Kitabı yayınlayamadım ama çok şey öğrendim...! Antep ve Maraşdaki “çocukların okula gitmesi” yani eğitim hayatı bugün azınlık dediğiniz Ermeniler tarafından başlatılmış. Antep ve Maraş’ta tekstil işi müthiş yaygın olduğu için yerel deyimle cülha denilen dokumacı ustalarının yanına yerel deyimle şeert/ çırak olarak giren küçük yaştaki erkek çocuklar, okuma yazmayı ustalarından öğrenirlermiş. Buraya yazdığım kitaptan bir parağraf almak istiyorum:
...............
Burada bahsettiğimiz gibi Maraşlı cülhalar/çulcular çok fakirlerdi. Özellikle de yarım düzine yani altı çocuklu olanlar, ailelerini geçindirebilmek için çok basit bir hayat yaşarlardı. Cülhalerin çalıştığı evler, eskiden okul gibiydi, hayatı öğrenirlerdi. Genellikle birden fazla çulcu beraber çalışırdı. Kendilerine yardım etsin diye çocuk çıraklar tutarlardı. Arada, çok nadir olarak okuma yazma bilen bir çulcu bulurdunuz. Bazen de papaz ve yardımcı papazlar boş zamanlarında kuyu işi/dokuma işi yaparlardı. Bunların yanına çalışan genç insanlar ödül olarak okuma yazma öğretirlerdi. Örneğin ben,(Ermenice kitabın yazarı) Karamanlı alfabesini Karamanlı Çulcu hanında öğrendim. Maraş çulcu hanları, birçok insanın okuma yazma öğrenmesi için adeta okul olmuştur.

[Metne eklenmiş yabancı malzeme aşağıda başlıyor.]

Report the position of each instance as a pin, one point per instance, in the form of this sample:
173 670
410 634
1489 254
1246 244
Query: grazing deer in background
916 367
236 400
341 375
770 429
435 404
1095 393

Yukarda bahsedilen yıllardan sonra Amerikalı Misyonerler gelmiş, Ermeniler için açtıkları İngilizce Okullarda üst düzey eğitim vermiş, iyi öğrenciler yetiştirmişler. Protestanlar için açılan bu okulları daha sonra Katolik ve Gregoryanların okulları takip etmiş. Nitekim, bugün Antep’de Kendirli Kilisesi’nin yanında bulunan iki katlı bina, bu okullardan birisinin binasıdır. Yine Antep’de Meryem Ana Kilisesi/Kurtuluş Cami arkasındaki binaları ise sağolsun Büyükşehir Belediye Başkanımız yıktı, eğitim tarihine esaslı bir darbe vurdu.
Dikkat ederseniz hep kiliselerin yanında açılan okulları daha sonra Müslümanlar örnek alıp, Camilerin yanında okullar açmışlar. Cumhuriyetten sonra ise, çağdaş eğitim seviyesinde eğitim veren okullar açılmış.
Demek istediğim, azınlık okulları deyip, geçmemek gerek… Eğitim tarihimizin temeli oralarda yatıyor. Bakın, bu okullardan birisi, Tarsus Amerikan Koleji, Kasım ayında kuruluşunun 125. Yılını kutlayacak, güzel bir olay değil mi?